Chroniques

par laurent bergnach

récital Alexeï Lioubimov
Berg – Ives – Webern

1 CD Zig-Zag Territoires (2015)
ZZT 362
Le pianiste Alexeï Lioubimov joue Berg, Ives et Webern

Partageant avec Richter et Gilels l’enseignement d’Heinrich Neuhaus, le Moscovite Alexeï Lioubimov (né en 1944) entame une carrière de soliste avant même sa sortie du Conservatoire Tchaïkovski, en 1968. Si le milieu des années soixante-dix voit son intérêt grandir pour la musique baroque, puis pour les classiques – on lui doit notamment une intégrale des sonates de Mozart au clavecin, ou de jouer Haydn sur pianoforte –, c’est le répertoire contemporain qui l’émeut tout d’abord : les acteurs de la tabula rasa d’après-guerre (Boulez, Stockhausen, Cage), mais aussi leurs fameux devanciers. Ce disque nous ramène à ces derniers, enregistrés en concert à Kreuth (1997) et Moscou (1999), avec quelques échos de toux (sans équivalent avec ceux d’une salle parisienne).

La pièce la plus ancienne au programme est signée Alban Berg (1885-1935). Au départ influencé par le romantisme (Mahler, Wagner), le Viennois autodidacte écrit des Lieder – un genre qui l’occuperait beaucoup durant la première décennie du siècle, même s’il en gomme ensuite les traces. À l’automne 1904, il démarre l’étude de l’harmonie et du contrepoint avec Schönberg, puis celle de la composition ; il va progressivement se détacher de la tradition tonale pour célébrer le dodécaphonisme.
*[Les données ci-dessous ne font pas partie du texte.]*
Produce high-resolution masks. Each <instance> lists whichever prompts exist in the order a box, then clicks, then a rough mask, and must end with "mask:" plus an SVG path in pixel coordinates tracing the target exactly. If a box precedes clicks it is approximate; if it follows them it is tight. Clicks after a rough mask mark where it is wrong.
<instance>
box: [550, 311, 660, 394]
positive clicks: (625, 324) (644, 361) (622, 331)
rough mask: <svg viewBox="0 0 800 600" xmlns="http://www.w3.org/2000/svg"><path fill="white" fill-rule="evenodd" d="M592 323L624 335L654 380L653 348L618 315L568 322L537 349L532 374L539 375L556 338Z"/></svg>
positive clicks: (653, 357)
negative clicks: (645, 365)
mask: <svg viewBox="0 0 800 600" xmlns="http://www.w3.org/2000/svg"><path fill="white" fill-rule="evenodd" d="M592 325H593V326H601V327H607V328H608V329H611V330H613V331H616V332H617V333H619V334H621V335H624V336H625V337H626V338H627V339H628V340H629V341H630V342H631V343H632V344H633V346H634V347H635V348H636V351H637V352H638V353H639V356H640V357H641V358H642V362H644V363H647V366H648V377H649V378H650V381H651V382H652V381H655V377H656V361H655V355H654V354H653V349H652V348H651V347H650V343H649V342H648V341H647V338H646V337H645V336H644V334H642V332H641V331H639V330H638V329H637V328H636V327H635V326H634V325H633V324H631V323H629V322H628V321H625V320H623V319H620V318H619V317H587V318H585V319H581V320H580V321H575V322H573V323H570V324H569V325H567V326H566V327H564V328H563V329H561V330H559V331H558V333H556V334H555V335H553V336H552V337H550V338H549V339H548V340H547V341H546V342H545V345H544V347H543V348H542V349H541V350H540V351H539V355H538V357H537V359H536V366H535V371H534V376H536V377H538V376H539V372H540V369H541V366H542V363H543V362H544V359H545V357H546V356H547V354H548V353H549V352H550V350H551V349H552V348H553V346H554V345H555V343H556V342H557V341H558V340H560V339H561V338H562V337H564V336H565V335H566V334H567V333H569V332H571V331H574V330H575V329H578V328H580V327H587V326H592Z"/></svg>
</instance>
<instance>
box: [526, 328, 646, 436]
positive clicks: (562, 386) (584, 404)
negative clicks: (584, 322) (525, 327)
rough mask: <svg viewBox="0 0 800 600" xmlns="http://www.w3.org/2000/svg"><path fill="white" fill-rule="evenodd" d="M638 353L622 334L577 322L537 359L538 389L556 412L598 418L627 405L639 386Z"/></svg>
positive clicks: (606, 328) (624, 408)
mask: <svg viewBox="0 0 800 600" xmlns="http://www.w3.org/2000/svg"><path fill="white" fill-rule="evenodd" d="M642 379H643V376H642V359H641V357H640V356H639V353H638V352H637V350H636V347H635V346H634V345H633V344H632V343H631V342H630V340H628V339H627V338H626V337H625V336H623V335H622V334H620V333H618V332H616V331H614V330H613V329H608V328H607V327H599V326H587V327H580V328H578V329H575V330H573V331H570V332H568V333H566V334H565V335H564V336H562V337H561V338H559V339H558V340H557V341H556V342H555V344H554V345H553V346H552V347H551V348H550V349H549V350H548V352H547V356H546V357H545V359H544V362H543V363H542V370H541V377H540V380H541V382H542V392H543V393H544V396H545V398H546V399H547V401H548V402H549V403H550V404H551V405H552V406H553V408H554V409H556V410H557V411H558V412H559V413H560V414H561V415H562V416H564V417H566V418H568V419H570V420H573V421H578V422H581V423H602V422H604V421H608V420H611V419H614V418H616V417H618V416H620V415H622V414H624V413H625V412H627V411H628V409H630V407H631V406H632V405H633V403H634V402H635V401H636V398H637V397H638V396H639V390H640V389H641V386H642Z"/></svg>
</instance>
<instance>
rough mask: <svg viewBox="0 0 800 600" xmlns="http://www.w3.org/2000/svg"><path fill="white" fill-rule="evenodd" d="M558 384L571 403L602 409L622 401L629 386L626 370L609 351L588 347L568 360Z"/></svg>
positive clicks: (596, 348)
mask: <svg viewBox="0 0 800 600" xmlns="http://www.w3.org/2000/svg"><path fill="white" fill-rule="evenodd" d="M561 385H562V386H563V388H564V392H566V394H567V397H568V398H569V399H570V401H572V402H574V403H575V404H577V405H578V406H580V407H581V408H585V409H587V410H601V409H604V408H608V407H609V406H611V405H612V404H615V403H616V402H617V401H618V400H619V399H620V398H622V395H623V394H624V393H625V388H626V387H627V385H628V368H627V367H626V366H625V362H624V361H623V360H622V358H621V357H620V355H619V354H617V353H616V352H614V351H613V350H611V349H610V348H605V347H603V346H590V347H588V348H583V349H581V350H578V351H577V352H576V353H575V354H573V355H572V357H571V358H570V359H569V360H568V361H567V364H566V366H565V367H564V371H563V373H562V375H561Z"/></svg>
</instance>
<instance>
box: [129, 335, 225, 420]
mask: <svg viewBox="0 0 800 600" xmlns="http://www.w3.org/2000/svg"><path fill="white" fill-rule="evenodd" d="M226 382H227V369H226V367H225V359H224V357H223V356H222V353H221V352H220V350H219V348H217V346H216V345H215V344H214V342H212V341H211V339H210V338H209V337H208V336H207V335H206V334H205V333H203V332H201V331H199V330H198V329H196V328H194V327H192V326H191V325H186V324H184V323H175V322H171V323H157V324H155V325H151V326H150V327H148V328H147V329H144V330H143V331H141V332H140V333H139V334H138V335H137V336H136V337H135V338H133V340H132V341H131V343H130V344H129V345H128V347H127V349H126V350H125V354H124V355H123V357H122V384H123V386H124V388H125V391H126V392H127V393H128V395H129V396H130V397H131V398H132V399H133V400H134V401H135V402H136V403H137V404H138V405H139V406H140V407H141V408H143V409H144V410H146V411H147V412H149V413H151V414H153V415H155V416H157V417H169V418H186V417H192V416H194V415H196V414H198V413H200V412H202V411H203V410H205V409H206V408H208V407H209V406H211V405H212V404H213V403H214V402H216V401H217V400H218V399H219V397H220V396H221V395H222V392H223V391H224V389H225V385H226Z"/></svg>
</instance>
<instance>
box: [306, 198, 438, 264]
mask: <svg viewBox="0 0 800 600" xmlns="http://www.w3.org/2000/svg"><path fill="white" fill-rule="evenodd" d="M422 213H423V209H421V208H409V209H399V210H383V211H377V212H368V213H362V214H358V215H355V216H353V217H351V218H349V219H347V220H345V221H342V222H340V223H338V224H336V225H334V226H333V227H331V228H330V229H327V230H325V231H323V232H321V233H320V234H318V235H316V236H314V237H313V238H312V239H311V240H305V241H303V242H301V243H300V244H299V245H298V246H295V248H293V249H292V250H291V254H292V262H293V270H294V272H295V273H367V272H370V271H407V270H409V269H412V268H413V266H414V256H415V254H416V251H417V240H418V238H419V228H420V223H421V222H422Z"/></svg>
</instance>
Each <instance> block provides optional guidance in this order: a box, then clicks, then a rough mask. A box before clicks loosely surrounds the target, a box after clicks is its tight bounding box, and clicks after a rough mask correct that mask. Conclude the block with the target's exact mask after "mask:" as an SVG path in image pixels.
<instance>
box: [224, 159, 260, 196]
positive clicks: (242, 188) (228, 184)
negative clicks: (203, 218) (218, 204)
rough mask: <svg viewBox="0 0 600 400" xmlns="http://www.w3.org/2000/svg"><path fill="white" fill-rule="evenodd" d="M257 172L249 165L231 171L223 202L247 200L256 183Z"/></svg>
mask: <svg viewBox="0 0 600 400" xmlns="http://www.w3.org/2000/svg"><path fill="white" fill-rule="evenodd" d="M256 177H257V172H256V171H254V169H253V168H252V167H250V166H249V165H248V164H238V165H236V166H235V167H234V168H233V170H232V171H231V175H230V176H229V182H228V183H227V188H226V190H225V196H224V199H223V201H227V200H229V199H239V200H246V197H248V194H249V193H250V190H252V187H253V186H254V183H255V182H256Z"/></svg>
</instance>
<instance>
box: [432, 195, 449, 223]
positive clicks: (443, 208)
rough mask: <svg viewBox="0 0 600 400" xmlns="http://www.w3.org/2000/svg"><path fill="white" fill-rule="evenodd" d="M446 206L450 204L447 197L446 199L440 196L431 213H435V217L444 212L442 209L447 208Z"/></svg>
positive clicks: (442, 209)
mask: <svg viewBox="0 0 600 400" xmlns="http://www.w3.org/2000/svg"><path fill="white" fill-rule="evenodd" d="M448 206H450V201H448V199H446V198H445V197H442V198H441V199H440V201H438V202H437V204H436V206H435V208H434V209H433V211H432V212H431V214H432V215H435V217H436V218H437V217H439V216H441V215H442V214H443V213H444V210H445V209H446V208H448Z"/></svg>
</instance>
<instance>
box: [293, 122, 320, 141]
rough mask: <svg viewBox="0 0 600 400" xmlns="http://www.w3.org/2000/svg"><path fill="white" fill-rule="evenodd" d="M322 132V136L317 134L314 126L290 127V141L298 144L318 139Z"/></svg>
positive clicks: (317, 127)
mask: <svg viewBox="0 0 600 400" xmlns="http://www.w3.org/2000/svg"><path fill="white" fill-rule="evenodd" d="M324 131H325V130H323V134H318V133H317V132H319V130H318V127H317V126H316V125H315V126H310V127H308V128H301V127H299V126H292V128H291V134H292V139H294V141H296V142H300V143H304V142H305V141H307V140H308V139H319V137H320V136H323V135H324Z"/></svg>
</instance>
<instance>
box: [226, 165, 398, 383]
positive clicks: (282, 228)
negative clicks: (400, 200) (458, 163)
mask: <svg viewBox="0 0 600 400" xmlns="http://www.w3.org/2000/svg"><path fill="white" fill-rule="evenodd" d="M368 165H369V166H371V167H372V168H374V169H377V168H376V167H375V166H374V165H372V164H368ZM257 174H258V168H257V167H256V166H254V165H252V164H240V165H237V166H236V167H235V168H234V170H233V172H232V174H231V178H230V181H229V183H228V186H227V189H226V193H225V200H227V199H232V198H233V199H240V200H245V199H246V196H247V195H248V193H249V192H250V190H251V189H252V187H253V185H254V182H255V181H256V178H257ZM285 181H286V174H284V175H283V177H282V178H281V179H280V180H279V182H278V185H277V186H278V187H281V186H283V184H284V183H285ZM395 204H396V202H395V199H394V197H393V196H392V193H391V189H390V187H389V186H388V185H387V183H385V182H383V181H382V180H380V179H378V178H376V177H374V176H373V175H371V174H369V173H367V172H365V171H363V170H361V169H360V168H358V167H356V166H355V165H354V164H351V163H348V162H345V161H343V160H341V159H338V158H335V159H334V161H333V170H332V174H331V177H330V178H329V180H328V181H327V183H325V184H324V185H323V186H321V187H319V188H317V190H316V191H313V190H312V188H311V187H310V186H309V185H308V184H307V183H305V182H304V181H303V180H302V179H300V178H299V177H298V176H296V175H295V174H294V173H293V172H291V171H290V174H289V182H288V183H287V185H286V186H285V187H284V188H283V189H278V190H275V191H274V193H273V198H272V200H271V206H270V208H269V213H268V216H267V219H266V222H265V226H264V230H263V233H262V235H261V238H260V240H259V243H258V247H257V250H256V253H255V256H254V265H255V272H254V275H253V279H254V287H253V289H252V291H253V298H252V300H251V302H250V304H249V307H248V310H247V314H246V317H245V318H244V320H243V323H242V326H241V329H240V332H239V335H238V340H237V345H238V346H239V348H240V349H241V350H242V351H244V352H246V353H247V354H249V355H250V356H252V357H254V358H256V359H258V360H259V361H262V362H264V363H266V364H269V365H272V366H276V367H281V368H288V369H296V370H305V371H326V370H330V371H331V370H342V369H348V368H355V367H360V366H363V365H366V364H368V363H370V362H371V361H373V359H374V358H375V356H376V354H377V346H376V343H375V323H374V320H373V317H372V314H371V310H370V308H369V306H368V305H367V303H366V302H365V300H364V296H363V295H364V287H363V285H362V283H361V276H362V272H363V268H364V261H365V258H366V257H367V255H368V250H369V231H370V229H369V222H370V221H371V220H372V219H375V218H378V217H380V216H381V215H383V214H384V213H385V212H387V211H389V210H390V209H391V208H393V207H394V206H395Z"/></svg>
Avant le Quatuor à cordes Op.3 n°1 (1911) qui le fait s’éloigner de la voix et du piano, il ébauche pour ce dernier, à la fin de 1908, une Sonate (1911/1921) qui deviendra son premier opus. Manquant d’idées pour une œuvre en trois mouvements conventionnelle, Berg s’en tient finalement au seul Mäßig bewegt, suivant le conseil de son maître. Sous les doigts de Lioubimov, nous en savourons le lyrisme follement douloureux.

Entre 1911 et 1915, outre-Atlantique, Charles Ives (1874-1954) recycle plusieurs travaux inachevés ou perdus pour forger la Sonate n°2 « Concord, Mass. 1840-1860 ». Créés en privé (1938), puis devant un public (1939) avant d’être révisés (1947), ses quatre mouvements saluent les transcendantalistes américains – mouvement philosophique décidemment lié au piano, comme le rappelait Ivan Ilić il y a peu [lire notre critique du CD]. Iconoclaste, cette vaste pageentrelace passé et futur à travers ses citations (Beethoven, dont les quatre notes de la Cinquième sont invitées jusqu’à plus soif dans The Alcotts, mais aussi Bach, Wagner, Brahms) et ses audaces (cluster, polytonalité, etc.). D’abord nerveuse, voire métallique (Emerson), l’interprétation glorifie la tendresse finale – Thoreau rehaussé par la flûte « inattendue » de Marianne Henkel – vers laquelle conduisent des étapes diversement contrastées.

Manquait-il une œuvre en trois parties ? Les brèves Variations Op.27 (1937) d’Anton Webern (1883-1945), bien sûr. Composée entre octobre 1935 et septembre 1936, elle est dédiée au pianiste Eduard Steuermann (1892-1964) – élève de Kurz, Busoni, Humperdinck et surtout de Schönberg dont il escorta souvent le travail (Pierrot lunaire, Concerto Op.42, etc.) –, lequel rejoindrait bientôt les États-Unis sans l’avoir créée. « Avec ces Variations, confie-t-il au moment d’élaborer cette sorte de suite”, j’espère avoir fait aboutir une chose que j’avais en tête depuis des années » ; une chose que la mort brutale de Berg aura sans doute enfantée. Avec leur place accordée au fragment et au silence, on sent s’éloigner le romantisme tardif pour laisser pleine place au XXe siècle.